National teams embrace identities as PNVF revs up its program

The Philippine men's volleyball team celebrates a point against Thailand.

FILE–The Philippine men’s volleyball team celebrates a point against Thailand. | INQUIRER PHOTO/AUGUST DELA CRUZ

In a sendoff that looked like an opportunity to launch a reboot, the national volleyball men’s and women’s teams have embraced their new identities.

The men’s team that is aiming for gold in the Southeast Asian (SEA) Games in Hanoi, Vietnam, later this month is no longer the same squad that sprung on opponents from under a fog of being overlooked. The women’s team? It flaunts an intensity that amazes the star athlete who is the best judge of what that word means.

A surprise silver medal in the 2019 edition of the SEA Games guaranteed that the men’s team won’t be creeping up on anyone in Vietnam, and that has forced coach Dante Alinsunurin to look elsewhere for an advantage against regional rivals.

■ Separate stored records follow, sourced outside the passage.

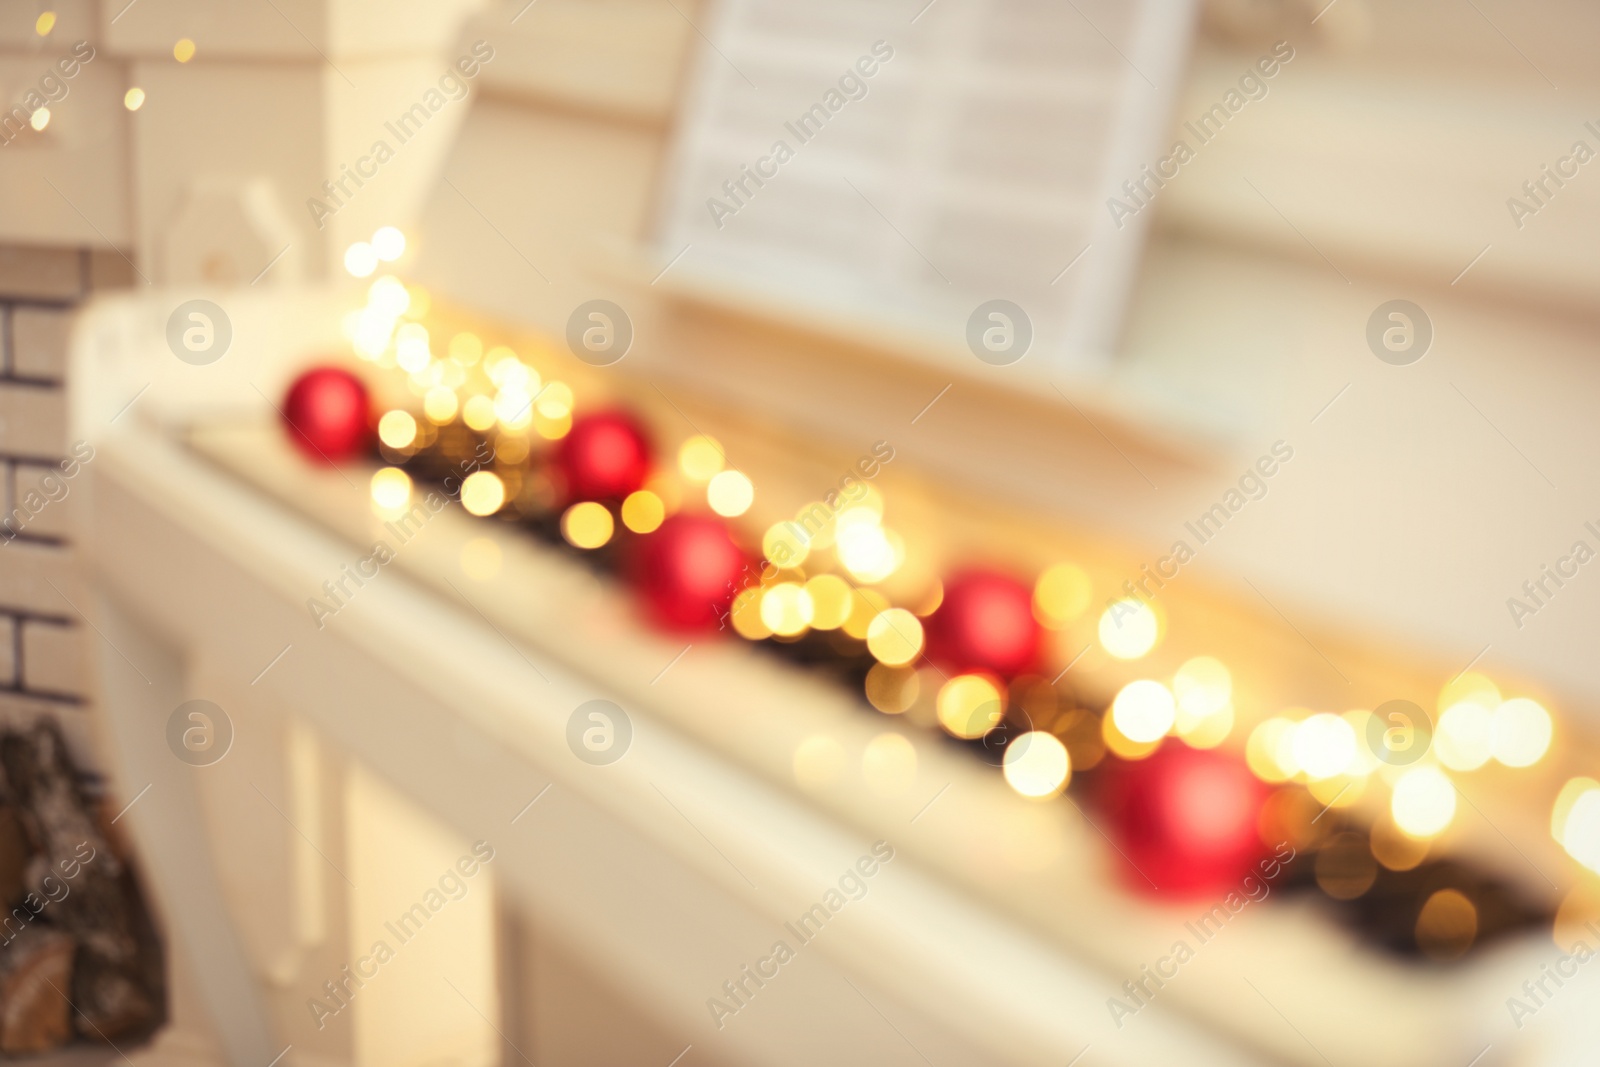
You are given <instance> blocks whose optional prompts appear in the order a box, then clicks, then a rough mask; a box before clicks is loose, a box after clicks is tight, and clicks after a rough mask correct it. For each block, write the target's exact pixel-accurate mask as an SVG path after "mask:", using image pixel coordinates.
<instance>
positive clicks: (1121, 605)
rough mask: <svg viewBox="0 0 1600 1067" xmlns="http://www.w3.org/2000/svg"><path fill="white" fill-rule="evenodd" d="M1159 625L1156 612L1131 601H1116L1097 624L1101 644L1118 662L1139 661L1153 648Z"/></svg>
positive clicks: (1136, 601) (1106, 609) (1109, 606)
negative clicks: (1133, 660)
mask: <svg viewBox="0 0 1600 1067" xmlns="http://www.w3.org/2000/svg"><path fill="white" fill-rule="evenodd" d="M1157 637H1160V622H1158V621H1157V619H1155V613H1154V611H1150V608H1149V606H1147V605H1146V603H1144V601H1141V600H1133V598H1125V600H1117V601H1115V603H1112V605H1110V606H1107V608H1106V613H1104V614H1102V616H1101V621H1099V638H1101V645H1102V646H1104V648H1106V651H1107V653H1110V654H1112V656H1115V657H1117V659H1138V657H1139V656H1144V654H1146V653H1147V651H1150V649H1152V648H1155V638H1157Z"/></svg>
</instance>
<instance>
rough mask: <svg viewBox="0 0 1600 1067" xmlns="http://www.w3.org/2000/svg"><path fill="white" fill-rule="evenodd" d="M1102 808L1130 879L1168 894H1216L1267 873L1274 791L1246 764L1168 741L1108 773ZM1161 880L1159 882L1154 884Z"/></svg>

“I think the edge we have now is that we are better and our game has improved,” Alinsunurin said on Wednesday during a midafternoon sendoff for the national volleyball teams in Taguig City.

Much of that improvement was built in a training camp in Qatar recently.

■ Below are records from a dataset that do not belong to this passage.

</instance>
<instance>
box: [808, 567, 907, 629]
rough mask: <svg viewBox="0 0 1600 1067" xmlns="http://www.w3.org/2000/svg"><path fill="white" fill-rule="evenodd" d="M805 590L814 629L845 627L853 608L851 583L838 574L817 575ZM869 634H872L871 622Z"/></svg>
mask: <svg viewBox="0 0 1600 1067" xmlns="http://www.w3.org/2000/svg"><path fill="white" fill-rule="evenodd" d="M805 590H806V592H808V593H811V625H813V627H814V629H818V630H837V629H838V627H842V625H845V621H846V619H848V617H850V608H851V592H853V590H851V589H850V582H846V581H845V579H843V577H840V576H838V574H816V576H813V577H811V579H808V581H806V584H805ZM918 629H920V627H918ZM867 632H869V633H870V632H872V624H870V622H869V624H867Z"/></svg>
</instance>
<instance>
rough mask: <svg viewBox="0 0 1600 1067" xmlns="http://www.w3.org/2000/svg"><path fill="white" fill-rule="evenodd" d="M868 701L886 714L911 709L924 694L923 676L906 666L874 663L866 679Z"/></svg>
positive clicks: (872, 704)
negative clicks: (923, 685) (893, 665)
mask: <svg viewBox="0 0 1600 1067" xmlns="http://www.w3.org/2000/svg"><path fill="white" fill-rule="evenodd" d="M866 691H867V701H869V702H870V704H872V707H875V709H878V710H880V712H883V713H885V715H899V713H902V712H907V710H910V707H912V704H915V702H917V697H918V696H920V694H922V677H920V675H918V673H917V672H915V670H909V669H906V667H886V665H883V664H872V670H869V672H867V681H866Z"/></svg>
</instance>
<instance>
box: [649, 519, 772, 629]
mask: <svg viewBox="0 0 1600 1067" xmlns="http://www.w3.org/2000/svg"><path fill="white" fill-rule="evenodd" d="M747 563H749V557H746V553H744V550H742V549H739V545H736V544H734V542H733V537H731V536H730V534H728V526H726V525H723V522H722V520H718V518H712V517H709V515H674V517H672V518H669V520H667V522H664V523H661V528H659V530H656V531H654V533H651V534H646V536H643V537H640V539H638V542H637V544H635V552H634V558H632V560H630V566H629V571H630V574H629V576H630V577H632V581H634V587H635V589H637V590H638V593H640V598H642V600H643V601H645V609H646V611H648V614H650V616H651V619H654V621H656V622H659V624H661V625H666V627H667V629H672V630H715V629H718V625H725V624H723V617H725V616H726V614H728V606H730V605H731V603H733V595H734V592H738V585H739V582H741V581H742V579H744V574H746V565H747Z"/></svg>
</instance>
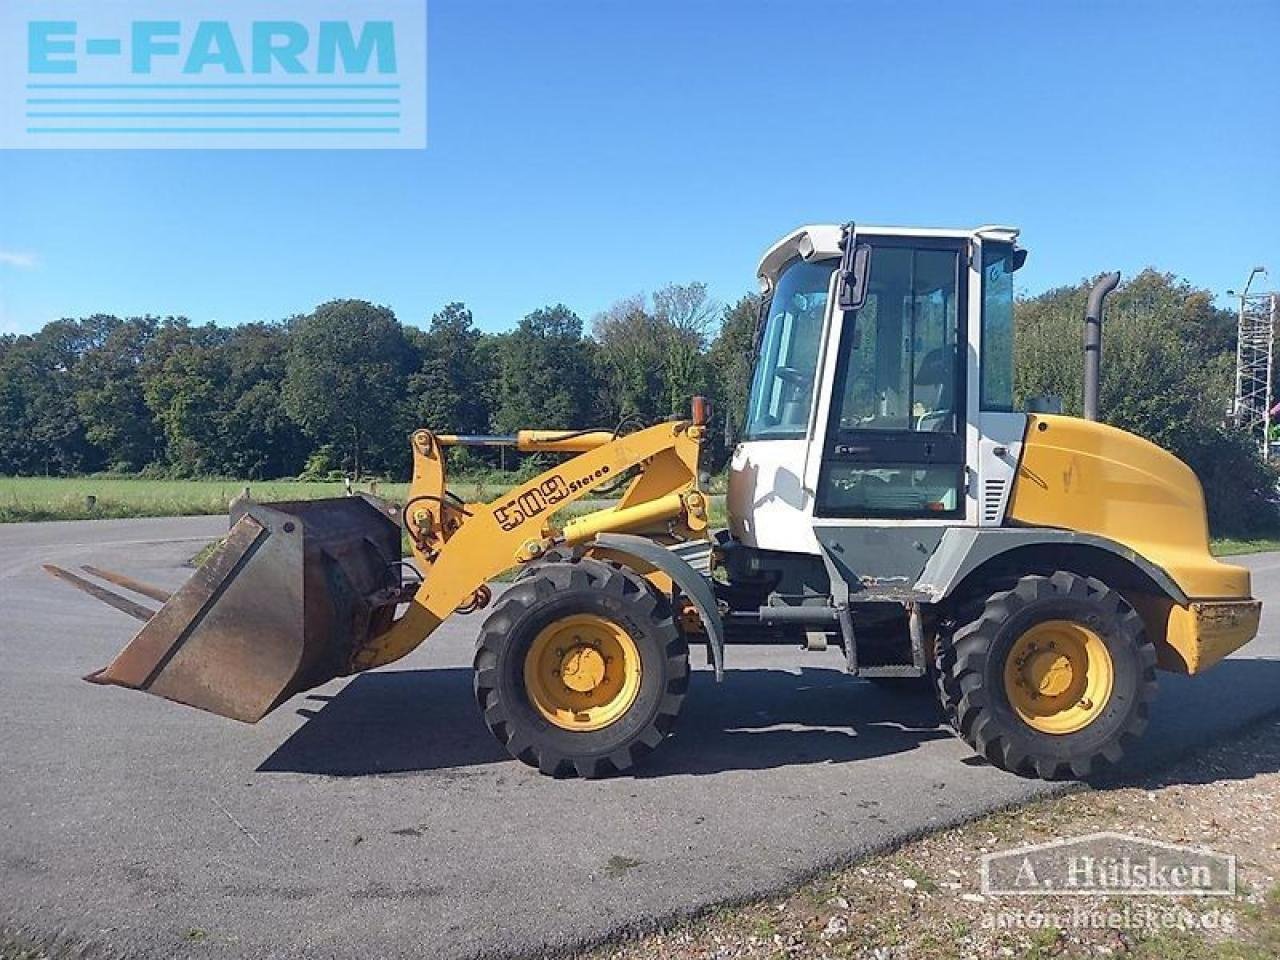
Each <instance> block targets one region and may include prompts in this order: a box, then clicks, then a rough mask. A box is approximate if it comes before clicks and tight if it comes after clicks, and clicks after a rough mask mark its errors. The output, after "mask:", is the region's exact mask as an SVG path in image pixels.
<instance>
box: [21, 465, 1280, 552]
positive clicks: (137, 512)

“Before, we weren’t [as prepared]. Now, the training in Qatar really helped because it showed us how we should approach the game internationally,” Alinsunurin added, speaking in Filipino.

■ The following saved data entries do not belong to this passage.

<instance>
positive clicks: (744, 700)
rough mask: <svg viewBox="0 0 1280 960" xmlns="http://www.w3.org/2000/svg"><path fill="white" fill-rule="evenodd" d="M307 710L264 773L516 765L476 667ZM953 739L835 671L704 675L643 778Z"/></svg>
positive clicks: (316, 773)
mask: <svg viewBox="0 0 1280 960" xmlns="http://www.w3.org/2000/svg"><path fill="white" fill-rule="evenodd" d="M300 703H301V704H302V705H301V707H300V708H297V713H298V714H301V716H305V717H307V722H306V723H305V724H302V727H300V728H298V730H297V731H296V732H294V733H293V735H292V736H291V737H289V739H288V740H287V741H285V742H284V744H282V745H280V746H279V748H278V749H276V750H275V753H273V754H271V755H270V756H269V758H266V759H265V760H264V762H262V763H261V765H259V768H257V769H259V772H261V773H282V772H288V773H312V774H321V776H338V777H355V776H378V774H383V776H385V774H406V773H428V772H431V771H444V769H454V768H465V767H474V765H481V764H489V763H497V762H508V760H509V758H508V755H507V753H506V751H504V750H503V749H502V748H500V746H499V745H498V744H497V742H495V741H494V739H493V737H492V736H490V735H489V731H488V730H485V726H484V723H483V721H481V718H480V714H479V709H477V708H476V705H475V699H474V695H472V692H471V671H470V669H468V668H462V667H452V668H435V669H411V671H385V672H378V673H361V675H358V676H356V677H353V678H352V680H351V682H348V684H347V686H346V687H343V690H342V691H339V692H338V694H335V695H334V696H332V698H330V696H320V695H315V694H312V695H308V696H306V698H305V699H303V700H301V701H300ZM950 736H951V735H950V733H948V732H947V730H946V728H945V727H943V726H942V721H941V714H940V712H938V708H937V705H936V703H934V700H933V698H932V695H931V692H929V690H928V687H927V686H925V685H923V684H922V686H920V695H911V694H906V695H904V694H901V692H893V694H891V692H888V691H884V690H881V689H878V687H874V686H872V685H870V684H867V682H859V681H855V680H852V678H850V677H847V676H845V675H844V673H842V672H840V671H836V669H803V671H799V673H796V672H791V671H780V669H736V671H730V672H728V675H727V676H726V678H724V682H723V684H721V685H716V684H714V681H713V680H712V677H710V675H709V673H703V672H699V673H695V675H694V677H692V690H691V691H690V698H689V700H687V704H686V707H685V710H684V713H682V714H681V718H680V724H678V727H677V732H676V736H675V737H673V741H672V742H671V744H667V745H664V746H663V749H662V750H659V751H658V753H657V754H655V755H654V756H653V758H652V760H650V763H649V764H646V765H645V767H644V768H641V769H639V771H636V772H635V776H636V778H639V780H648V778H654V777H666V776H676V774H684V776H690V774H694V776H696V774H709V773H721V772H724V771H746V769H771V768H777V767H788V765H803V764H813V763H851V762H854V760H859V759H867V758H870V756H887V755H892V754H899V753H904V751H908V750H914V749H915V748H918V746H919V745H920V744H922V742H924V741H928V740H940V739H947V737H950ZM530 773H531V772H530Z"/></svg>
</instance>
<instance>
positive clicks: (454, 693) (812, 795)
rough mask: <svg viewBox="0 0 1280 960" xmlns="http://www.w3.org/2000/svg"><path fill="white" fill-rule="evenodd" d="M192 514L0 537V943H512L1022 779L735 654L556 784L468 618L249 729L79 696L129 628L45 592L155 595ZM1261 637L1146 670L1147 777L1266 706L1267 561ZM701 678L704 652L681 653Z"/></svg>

“We learned that this is the system we need to use for international [competitions], for the SEA Games.”

They want to squeeze whatever they can from that advantage because the team’s goal is a lofty one.

“We started [the program] with wanting to get back at the podium and we ended up winning silver in the last SEA Games. This time, we will do everything that we can to win the gold,” Alinsunurin said.

The highly regarded women’s squad, tattooed with the names of some of the biggest celebrity athletes in the country, is simply trying to get back to the podium.

And skipper Aby Maraño can sense a new trait from among her teammates.

“Of all the national teams I’ve been with, this is the team with the highest intensity,” Maraño said.

The F2 Logistics star middle blocker and former La Salle spearhead recognizes best what intensity looks like, bringing massive doses of it every game in the collegiate and club levels that fans have given her passion a nickname: “Beast mode.”

While the men’s squad got in shape in Qatar, the women’s team set up camp in Brazil as part of the Philippine National Volleyball Federation’s (PNVF) acceleration of its national programs. The PNVF also sent its beach volleyball teams to Australia.